The current debate about the planned Transatlantic Trade and Investment Partnership (TTIP) between the European Union and the United States concerns a number of contested areas, but the potential impact of a chapter on investment protection with investor-state dispute settlement (ISDS) is certainly the most prominent aspect of the discussions. In light of an increasing critique of investment protection in the TTIP, the European Commission held a public consultation on the subject between March and July 2014.The consultation generated almost 150.000 online contributions. The Commission still analyses the responses and will produce a report on the results of the consultation.
The EU approach towards investment protection and ISDS as described and explained in the consultation documents contains a number of improvements compared with traditional BITs, including BITs of some of the EU Member States.
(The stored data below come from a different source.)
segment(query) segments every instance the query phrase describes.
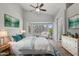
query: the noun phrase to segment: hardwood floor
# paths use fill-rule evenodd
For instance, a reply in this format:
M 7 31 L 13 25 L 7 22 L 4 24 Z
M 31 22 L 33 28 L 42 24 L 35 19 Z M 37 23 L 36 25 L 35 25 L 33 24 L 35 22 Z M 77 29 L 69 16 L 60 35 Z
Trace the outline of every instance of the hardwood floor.
M 72 56 L 71 53 L 62 47 L 61 41 L 56 42 L 55 40 L 49 39 L 49 42 L 63 54 L 62 56 Z

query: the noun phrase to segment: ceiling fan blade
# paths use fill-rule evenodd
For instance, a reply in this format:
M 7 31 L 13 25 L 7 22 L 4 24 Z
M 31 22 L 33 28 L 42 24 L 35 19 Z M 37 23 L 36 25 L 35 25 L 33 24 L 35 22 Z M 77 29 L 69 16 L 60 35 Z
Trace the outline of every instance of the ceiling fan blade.
M 42 7 L 44 4 L 42 3 L 39 7 Z
M 46 11 L 46 9 L 40 9 L 41 11 Z
M 33 8 L 36 8 L 35 6 L 33 6 L 33 5 L 30 5 L 31 7 L 33 7 Z

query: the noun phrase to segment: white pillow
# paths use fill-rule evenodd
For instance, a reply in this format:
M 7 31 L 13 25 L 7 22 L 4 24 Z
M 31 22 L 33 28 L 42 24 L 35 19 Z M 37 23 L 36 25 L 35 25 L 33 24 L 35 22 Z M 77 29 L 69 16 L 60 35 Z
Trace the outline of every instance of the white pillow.
M 12 42 L 15 42 L 15 40 L 12 36 L 10 36 L 10 39 L 11 39 Z

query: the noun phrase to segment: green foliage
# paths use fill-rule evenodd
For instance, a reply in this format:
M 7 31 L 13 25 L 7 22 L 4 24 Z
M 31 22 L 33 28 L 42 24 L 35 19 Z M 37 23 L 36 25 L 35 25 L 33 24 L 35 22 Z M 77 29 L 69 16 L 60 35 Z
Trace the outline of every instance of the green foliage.
M 52 28 L 49 29 L 48 32 L 49 32 L 49 35 L 52 35 L 52 33 L 53 33 L 53 29 L 52 29 Z

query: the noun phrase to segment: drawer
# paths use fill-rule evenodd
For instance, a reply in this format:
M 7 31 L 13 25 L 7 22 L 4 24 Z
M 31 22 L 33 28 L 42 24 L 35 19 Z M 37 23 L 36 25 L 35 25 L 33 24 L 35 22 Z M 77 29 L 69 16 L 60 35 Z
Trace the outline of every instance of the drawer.
M 76 49 L 71 49 L 71 53 L 73 54 L 73 55 L 78 55 L 78 51 L 76 50 Z
M 4 51 L 5 49 L 9 48 L 10 45 L 9 44 L 6 44 L 6 45 L 3 45 L 0 47 L 0 52 Z

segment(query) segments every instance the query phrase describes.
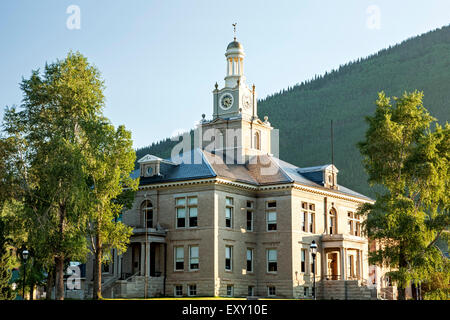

If one considers the system of investment protection generally to be useful and assumes that this system can be improved through reforms the EU approach should be perceived as a step in the right direction as it contains a number of useful improvements.
These improvements concern inter alia a clarification that pure letter-box companies will not benefit from investment protection; the clarification and limitation of the scope of the concepts of fair and equitable treatment and indirect expropriation; and mandatory transparency requirements for ISDS.
However, even from a perspective which considers an improved investment protection system including a reformed ISDS to be more desirable than no investment protection, the EU approach does not seem satisfying, because it fails to incorporate reform proposals which have been advanced in recent debates and treaty practice.